A shower of rain during the hot season is a blessing indeed.


The sun god’s fury has left everyone craving for those teasing showers of rain.

Ray of hope

Summer rains are a mysterious phenomenon that comes down as heavenly blessings from the skies above, providing the much needed relief to the dry Earth. Sometimes it threatens with menacing clouds overhead, only to fizzle into a drizzle. But, whatever said and done, there is something magical when the first drops of rain touch the parched ground after a long and sizzling summer.

Summer showers are a typically localised spell that leaves footprints of soaked and scorched earth alternating within a few hundred metres of each other in the city.

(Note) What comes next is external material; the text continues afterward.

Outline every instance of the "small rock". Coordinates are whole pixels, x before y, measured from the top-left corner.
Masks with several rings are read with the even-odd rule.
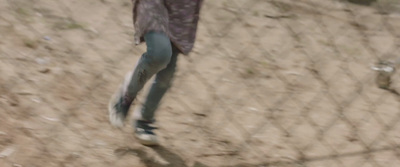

Summer rains are a result of the interaction of a number of favourably pre-disposed parameters such as raised humidity levels and optimum ambient temperature ably supported by concomitant smooth upward drift of hot air.

Atmosphere act


Director of Cyclone Warning Centre V.L.Prasad says that summer showers depend on the level of moisture present in the atmosphere and presence of low-pressure trough that precipitates the lean season showers.

Summer showers normally occur due to the process of convection. The Earth gets heated up due to solar radiation and emits long wave terrestrial radiation into the atmosphere.

"This is when convection takes place resulting in the formation of cumulonimbus clouds, also known as thunderstorm clouds, that are primarily responsible for the summer showers," says Prasad.

These clouds form at 16-18 km from the Earth’s surface. However, the summer rains take place in short spells and last for about three hours. "The short spells occur due to a single cell of clouds, unlike the monsoon period when a chain of clouds are set up in the horizon causing heavy rains," he explains.

Experience of the last three years reveals that the showers normally occur during April and May. There has not been any specific pattern of summer showers observed over the years.

On record

The rainfall figures of the last two years indicate the instability of this phenomenon.

In 2004, 64.6 mm of rainfall was recorded during April and 16.2 mm in May. The year 2005 recorded 36.5 mm rainfall in April and 7.7 mm in May. Last year’s figures too stress on this unsteady trend wherein April recorded 30.5 mm rainfall and signed off in style with the rainfall figures touching 80.7 mm in May. “Due to the unpredictable nature of the rainfall pattern, there is no yardstick to prognosticate on its likely performance,” says Prasad.